Pada hakikatnya, jatuh cinta bukanlah ide dan pengalaman sosial yang diletakkan di puncak menara gading, tak tersentuh dan jauh. Justru, jatuh cinta merupakan pengalaman yang sangat dekat bahkan cenderung menyatu dengan interaksi harian kita. Jatuh cinta itu bumbu yang dapat kita temukan dalam setiap interaksi antar keluarga, antar tetangga, antar teman, guru-murid, dan dalam bentuk hubungan lainnya.

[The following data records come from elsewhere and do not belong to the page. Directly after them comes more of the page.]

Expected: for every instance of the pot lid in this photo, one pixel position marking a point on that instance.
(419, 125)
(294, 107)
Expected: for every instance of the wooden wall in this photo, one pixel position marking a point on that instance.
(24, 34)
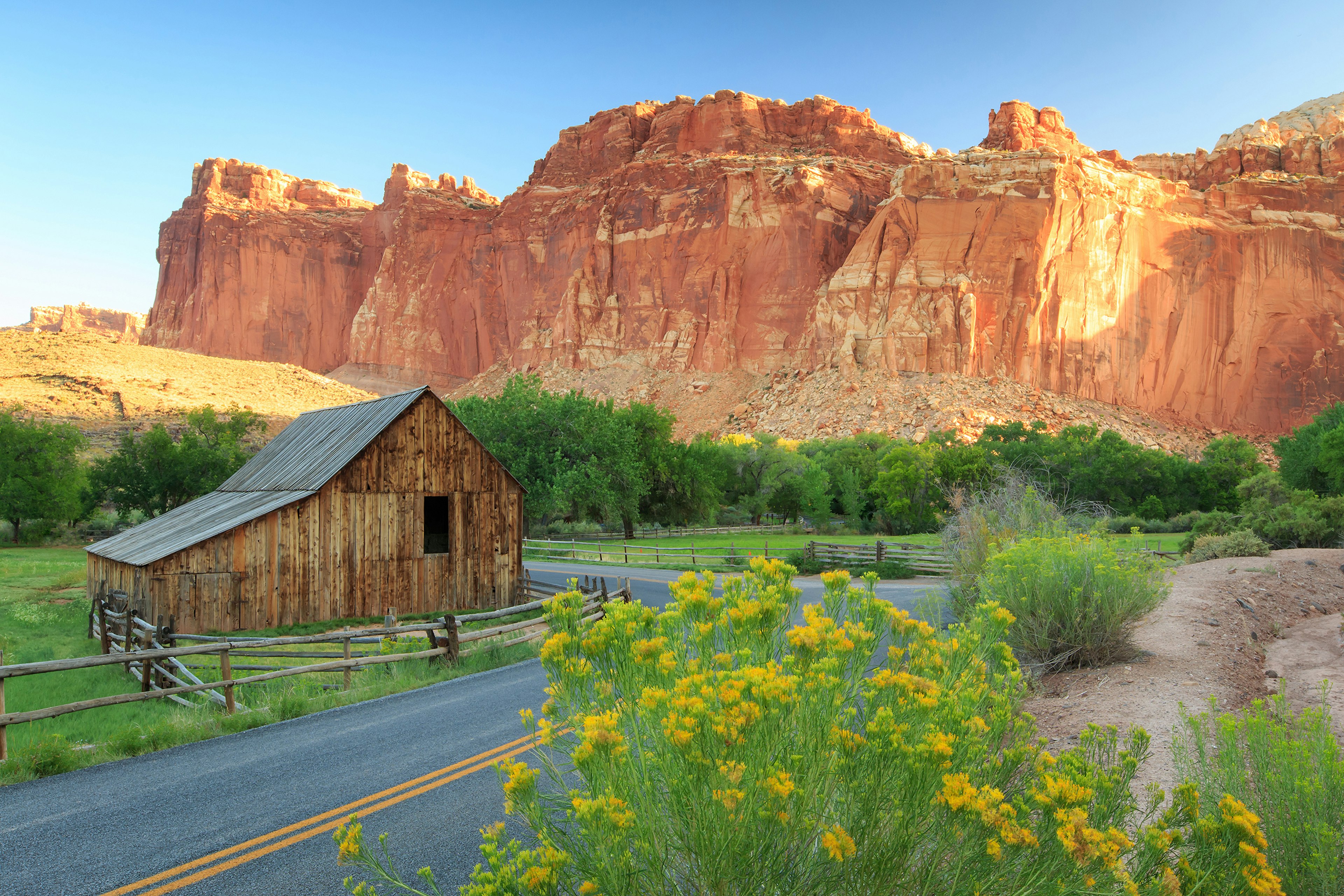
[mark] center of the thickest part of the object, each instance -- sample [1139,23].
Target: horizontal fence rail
[643,554]
[921,558]
[682,532]
[152,656]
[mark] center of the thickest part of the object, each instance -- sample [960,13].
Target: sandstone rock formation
[126,327]
[740,233]
[1307,140]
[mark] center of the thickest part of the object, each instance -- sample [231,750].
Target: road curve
[252,813]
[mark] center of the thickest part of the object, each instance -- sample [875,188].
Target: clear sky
[105,108]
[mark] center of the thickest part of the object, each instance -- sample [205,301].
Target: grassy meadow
[43,616]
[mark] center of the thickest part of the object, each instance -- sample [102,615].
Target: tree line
[589,463]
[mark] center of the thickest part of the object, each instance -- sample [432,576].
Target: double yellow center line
[219,862]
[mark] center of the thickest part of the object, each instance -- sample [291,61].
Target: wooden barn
[349,511]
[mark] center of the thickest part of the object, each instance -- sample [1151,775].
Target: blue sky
[105,109]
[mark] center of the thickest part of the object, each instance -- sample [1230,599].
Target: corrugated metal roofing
[318,445]
[292,467]
[191,523]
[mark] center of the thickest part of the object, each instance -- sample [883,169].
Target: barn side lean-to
[349,511]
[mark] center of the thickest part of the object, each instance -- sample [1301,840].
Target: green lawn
[43,616]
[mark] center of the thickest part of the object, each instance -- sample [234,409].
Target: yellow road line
[482,761]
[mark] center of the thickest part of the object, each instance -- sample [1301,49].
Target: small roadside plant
[717,747]
[1236,545]
[1289,770]
[1077,598]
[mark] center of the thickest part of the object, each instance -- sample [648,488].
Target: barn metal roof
[292,467]
[191,523]
[319,445]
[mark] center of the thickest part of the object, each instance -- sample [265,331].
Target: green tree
[41,473]
[1291,518]
[1085,464]
[1226,461]
[909,489]
[853,465]
[156,472]
[577,457]
[1300,452]
[683,479]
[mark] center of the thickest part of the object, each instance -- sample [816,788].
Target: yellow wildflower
[838,843]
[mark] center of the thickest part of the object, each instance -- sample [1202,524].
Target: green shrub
[1236,545]
[50,755]
[718,749]
[1291,518]
[1289,770]
[1076,598]
[988,522]
[1213,523]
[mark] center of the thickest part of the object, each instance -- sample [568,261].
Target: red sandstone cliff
[745,233]
[64,319]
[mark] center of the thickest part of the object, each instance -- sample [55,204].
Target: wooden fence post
[126,645]
[227,675]
[103,626]
[451,624]
[347,668]
[5,746]
[147,668]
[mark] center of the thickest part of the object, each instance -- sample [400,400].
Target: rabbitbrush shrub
[1237,545]
[1076,598]
[1289,770]
[718,749]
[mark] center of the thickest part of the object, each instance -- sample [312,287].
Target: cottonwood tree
[41,473]
[158,472]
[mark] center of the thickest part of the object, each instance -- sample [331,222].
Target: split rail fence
[690,531]
[923,558]
[155,659]
[643,554]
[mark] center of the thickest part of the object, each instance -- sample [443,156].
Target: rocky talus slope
[748,234]
[802,405]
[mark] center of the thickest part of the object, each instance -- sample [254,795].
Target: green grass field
[43,616]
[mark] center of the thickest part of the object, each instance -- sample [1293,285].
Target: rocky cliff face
[1307,140]
[126,327]
[740,233]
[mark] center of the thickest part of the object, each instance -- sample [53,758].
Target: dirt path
[1209,640]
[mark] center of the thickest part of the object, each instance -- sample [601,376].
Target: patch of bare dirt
[1311,653]
[1209,640]
[108,387]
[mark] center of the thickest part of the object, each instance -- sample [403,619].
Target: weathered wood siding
[354,548]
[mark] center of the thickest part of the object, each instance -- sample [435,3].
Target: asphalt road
[253,813]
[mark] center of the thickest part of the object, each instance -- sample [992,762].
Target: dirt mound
[1209,640]
[800,405]
[108,387]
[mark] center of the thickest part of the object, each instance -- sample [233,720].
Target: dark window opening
[437,512]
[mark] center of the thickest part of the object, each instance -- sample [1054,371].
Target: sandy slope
[108,387]
[1209,640]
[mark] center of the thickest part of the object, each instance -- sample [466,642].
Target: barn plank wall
[355,547]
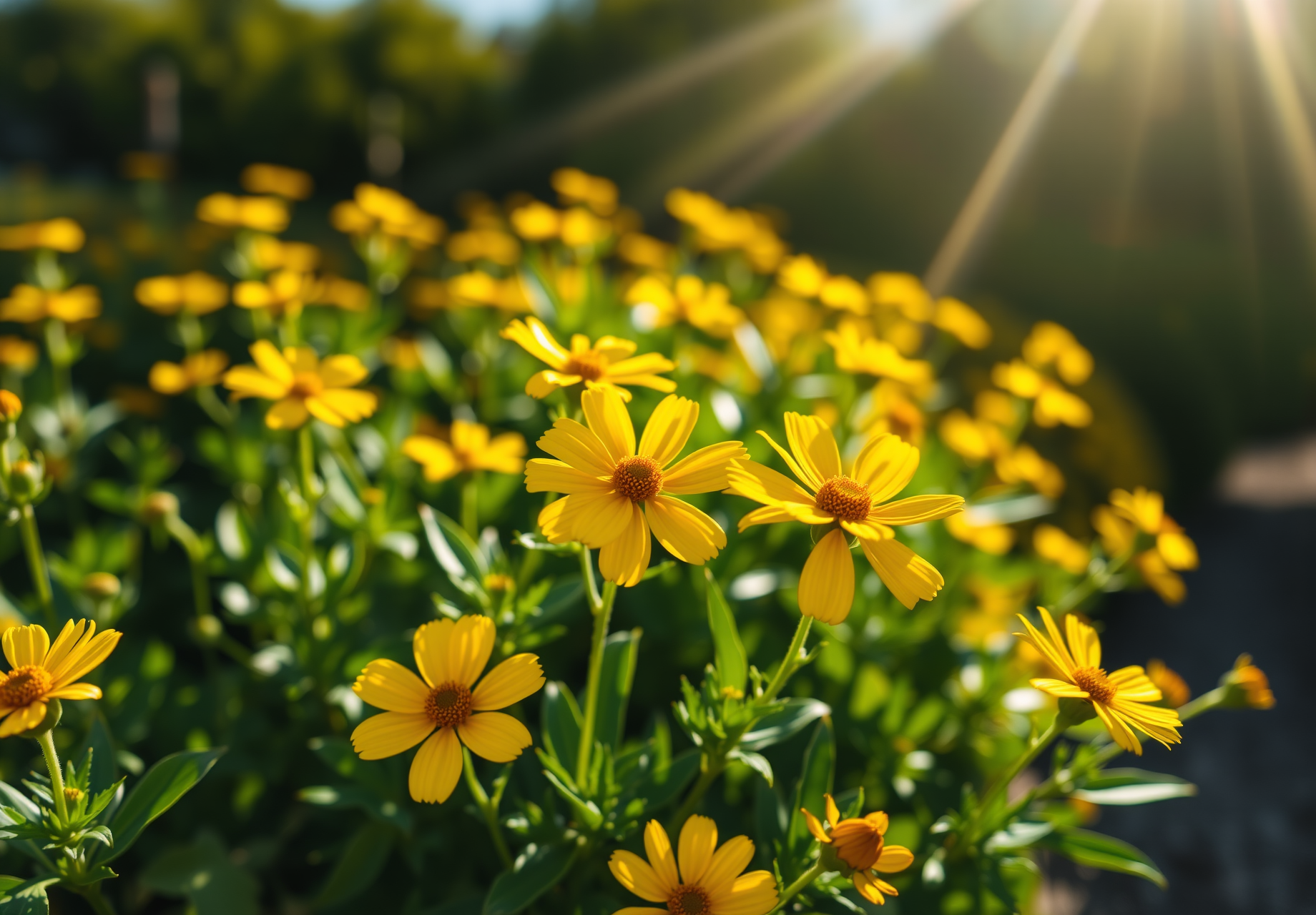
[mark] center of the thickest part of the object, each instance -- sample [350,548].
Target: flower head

Dalam ritual ibadah, goal-nya adalah penghambaan kita pada Allah agar mendapat ridha-Nya. Sedang sufisme yang membuat segalanya semakin lezat dan dapat dinikmati. Dalam shalat, misalnya. Shalat sebagai salah satu bentuk penghambaan, di dalamnya ada takbiratul ihram, ada rukuk, ada sujud, dan sebagainya. Nah, sufisme adalah faktor yang membuat kita semakin menikmati setiap gerakan yang kita lakukan dalam shalat. Tanpa sufisme, kita hanya akan mengenal takbir sebagai gerakan untuk memulai shalat. Padahal, takbir merupakan gerbang penghambaan, gerakan yang membuat kita dapat memulai ritual percintaan dengan Allah.

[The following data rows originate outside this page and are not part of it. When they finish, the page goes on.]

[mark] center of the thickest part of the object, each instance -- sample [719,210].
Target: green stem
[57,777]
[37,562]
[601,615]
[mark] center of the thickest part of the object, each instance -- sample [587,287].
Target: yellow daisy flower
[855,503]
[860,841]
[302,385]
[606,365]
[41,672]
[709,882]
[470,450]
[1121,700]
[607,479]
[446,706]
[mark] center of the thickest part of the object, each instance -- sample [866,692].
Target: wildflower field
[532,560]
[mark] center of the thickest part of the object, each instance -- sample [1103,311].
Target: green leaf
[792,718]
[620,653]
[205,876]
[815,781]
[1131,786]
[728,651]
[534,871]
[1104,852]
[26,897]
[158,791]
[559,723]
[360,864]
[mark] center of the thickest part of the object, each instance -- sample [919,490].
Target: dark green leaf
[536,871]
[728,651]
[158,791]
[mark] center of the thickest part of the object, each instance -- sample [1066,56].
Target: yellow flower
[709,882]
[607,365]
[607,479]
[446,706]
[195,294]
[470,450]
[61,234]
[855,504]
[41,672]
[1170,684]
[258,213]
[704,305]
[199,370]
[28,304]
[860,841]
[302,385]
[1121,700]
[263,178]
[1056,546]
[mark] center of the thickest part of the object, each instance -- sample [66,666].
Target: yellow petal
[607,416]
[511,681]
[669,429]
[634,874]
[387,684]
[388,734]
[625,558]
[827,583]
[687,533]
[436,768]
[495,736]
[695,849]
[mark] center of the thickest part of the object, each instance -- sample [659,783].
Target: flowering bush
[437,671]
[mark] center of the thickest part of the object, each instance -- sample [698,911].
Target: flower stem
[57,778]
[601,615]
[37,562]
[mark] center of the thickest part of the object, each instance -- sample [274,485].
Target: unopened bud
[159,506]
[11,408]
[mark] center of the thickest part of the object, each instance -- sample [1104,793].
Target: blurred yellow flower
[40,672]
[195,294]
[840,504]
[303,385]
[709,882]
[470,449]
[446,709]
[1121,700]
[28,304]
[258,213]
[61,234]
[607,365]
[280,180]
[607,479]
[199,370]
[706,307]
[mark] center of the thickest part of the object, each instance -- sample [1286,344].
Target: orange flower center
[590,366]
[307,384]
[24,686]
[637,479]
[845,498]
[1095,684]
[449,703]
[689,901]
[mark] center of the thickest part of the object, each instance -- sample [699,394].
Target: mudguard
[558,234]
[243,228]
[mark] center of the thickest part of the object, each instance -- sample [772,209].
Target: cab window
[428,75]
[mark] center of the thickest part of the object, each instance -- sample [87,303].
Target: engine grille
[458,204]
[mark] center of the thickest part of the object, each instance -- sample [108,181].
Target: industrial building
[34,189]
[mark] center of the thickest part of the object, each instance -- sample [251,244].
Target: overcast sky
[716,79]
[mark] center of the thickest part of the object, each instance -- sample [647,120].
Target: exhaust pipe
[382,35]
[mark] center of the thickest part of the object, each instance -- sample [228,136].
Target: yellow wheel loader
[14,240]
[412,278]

Rukuk, sebagai ketertundukan kita pada Allah. Maka dari itu, kita menundukkan badan dan kepala sebagai simbol kepatuhan. Karena itu pula, oleh kaum sufi, rukuk dikenal sebagai fana al awwal, kondisi ketiadaan dan ketidak-berdayaan seorang pecinta dihadapan kekasihnya. Lalu sujud, sebagai puncak penghambaan sekaligus titik terdekat antara kita dengan Allah yang kemudian disebut sebagai fana al kamil, keadaan ketika ke”aku”an menjadi penghambaan. Tidak ada lagi egoisme dan arogansi. Kita adalah hamba. Mutlak!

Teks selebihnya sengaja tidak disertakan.